Jemena, the contractor for the North East Gas Interconnector (NEGI), has been forced to reduce the pipeline’s diameter after gas developers were recently deterred by the Territory Opposition’s lack of support for onshore drilling.

Jemena won the contract in November 2015 with a plan to build a 14-inch diameter pipeline but now the diameter has been reduced to 12 inches.

In comments published in the Sydney Morning Herald, Jemena’s Head of Business Development, Antoon Booey, said, “There just isn’t enough gas to justify anything bigger than a 12-inch pipeline at this stage.

“When we were awarded the business in November last year we had an expectation there would be more gas available to be transported, but since late last year there’s been a real lack of interest to contract with us for gas transportation agreements.
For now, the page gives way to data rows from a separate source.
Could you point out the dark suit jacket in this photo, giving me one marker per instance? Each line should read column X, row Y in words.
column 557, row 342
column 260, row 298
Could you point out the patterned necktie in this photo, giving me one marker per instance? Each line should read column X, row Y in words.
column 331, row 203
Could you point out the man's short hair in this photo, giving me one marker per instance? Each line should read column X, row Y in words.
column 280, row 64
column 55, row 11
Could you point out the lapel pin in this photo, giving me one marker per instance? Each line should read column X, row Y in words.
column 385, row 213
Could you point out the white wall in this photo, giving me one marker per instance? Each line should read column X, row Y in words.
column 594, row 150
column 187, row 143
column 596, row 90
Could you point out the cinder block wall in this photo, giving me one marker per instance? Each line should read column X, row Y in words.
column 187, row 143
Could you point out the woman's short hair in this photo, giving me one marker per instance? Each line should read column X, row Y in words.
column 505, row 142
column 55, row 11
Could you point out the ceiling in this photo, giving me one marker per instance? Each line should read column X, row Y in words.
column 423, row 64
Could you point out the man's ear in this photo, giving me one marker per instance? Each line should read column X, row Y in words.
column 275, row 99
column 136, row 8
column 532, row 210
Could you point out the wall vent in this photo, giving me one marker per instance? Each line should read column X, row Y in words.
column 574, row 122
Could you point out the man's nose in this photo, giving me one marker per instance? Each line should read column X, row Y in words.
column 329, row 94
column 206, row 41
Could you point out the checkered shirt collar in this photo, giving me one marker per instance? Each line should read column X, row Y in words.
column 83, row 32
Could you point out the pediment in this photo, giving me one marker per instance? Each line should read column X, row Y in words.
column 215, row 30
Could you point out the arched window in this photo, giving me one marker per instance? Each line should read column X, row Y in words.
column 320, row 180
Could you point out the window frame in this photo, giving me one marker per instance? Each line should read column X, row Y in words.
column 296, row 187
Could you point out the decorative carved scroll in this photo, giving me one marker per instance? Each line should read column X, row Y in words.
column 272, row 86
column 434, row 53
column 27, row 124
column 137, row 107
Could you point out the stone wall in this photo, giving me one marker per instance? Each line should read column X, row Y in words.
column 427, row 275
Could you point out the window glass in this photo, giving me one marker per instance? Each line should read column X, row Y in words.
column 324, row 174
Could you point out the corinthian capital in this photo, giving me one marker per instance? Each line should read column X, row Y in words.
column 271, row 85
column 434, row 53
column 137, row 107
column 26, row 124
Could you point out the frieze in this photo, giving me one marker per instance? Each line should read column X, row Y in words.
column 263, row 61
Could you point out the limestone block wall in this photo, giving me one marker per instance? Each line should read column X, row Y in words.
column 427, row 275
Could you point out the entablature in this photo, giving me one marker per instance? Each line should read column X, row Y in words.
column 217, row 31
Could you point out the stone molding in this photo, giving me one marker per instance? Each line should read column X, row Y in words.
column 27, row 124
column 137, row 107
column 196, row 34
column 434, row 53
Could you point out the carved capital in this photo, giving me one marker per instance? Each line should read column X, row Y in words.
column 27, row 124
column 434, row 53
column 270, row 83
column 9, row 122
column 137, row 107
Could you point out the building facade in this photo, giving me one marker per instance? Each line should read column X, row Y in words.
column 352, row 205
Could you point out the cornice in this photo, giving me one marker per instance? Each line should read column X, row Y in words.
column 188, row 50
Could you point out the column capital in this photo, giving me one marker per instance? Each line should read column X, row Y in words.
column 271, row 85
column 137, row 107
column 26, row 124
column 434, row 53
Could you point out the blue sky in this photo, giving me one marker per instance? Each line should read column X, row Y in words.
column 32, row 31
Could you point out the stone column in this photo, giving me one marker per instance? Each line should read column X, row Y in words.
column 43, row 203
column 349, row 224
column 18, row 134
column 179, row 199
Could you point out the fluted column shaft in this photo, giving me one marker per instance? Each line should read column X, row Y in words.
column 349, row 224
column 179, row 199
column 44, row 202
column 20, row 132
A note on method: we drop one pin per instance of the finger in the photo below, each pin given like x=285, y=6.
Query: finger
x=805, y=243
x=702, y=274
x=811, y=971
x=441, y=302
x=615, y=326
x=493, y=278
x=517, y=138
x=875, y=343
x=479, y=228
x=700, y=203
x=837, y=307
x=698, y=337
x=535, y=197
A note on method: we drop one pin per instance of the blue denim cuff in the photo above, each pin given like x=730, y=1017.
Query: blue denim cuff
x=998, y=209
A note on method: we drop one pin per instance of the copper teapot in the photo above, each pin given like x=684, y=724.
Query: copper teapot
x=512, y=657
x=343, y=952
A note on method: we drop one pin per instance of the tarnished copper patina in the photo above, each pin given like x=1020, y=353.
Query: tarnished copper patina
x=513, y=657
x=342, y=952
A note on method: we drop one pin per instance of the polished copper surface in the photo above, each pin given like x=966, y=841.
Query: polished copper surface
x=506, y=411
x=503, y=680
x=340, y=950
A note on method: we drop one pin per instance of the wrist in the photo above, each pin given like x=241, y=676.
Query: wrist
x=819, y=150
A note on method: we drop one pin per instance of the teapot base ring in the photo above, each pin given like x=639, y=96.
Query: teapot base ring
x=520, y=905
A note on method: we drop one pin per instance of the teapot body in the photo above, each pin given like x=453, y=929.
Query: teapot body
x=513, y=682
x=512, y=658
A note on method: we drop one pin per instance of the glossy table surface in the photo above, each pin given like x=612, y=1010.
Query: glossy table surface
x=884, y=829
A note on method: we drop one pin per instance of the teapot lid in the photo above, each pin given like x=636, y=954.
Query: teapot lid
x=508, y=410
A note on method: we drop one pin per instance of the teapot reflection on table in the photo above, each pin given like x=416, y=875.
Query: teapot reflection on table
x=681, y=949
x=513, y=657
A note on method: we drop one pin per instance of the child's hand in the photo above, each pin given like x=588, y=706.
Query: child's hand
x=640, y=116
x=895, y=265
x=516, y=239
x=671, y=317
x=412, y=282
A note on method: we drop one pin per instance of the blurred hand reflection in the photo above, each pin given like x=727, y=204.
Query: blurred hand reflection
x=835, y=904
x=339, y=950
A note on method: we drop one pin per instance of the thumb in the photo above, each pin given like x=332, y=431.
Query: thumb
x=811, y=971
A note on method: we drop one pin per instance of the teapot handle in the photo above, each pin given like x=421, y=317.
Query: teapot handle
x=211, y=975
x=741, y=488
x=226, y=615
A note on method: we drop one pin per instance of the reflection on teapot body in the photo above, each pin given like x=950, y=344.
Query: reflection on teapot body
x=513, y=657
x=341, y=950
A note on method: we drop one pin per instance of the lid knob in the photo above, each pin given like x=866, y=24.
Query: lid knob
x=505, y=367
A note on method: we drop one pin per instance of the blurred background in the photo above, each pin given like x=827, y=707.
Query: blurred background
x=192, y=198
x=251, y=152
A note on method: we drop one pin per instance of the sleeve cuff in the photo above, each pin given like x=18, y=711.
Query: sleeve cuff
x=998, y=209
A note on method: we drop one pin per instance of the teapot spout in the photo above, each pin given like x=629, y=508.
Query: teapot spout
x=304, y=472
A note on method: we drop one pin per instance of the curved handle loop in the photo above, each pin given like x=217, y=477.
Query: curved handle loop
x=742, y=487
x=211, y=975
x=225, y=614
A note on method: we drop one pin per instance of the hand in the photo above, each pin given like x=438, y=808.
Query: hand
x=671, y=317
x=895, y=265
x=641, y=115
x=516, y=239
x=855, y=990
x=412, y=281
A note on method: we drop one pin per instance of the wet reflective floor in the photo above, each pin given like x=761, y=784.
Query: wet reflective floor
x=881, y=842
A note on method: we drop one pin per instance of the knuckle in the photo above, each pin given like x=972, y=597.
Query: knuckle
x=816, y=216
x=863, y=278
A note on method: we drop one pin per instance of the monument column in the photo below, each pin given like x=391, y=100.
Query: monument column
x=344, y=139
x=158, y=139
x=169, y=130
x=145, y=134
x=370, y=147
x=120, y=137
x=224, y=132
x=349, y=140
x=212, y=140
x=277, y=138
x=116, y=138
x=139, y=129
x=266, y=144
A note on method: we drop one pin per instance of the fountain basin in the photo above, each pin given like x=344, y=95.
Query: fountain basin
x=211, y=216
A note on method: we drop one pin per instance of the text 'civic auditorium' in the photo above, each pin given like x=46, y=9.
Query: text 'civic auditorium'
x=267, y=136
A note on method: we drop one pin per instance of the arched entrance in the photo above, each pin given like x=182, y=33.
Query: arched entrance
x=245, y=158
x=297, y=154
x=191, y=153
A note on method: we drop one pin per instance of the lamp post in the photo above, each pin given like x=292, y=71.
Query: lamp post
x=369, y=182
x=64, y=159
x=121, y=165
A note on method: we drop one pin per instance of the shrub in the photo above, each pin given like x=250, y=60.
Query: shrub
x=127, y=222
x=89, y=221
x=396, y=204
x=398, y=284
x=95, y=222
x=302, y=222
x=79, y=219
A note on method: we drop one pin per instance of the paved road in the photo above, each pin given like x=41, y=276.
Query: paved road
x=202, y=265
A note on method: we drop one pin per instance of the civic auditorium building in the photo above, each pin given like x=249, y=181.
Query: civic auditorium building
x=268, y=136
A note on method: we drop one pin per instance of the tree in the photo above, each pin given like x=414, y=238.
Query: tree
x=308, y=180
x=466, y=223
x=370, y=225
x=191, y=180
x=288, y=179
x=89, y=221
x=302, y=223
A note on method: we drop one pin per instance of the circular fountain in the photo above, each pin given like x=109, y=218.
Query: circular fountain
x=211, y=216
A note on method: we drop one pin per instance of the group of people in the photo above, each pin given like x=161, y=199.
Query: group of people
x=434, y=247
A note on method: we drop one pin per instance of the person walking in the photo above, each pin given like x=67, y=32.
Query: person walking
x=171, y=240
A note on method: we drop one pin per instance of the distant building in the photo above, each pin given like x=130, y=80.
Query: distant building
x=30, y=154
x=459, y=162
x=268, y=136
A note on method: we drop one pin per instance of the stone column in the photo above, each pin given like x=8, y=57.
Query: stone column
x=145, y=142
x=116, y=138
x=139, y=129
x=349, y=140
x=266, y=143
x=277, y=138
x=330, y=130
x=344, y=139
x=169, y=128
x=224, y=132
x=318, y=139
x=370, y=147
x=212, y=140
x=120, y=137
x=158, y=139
In early 2016, Northern Territory opposition leader, Michael Gunner announced a moratorium on fraccing within the state to go into effect should his party be elected into power.

Mr Gunner said the moratorium would stay in place until the Labor Government could determine the full implications of hydraulic fracturing.

The proposed moratorium has been heavily criticized by key industry players, including The Australian Petroleum Production and Exploration Association (APPEA) due to the impact it would have on projects, including the NEGI pipeline.

NT Chief Minister, Adam Giles expressed his concerns when the moratorium was announced.

“Labor’s ban threatens the $800million gas pipeline to the east coast, and the 900 jobs it will create by robbing the pipeline of gas it needs to be viable.”

Mr Booey said it was hard to say how much Labor’s support for a moratorium on fraccing caused gas developers to be reluctant to to commit to using the pipeline.

Mr Booey said gas developers “need to get their act together and start producing enough gas” for the pipeline, but Jemena is still confident of its success in the long term.

“It’s the first step of what we hope will be a much larger pipeline eventually, and one that connects the Northern Territory right through to the east coast.

“In terms of development for northern Australia, the bottleneck won’t be the size of this pipeline, the bottleneck will be the rate at which upstream developers can produce gas,” said Mr Booey.

The order for the pipeline was made with suppliers on April 1.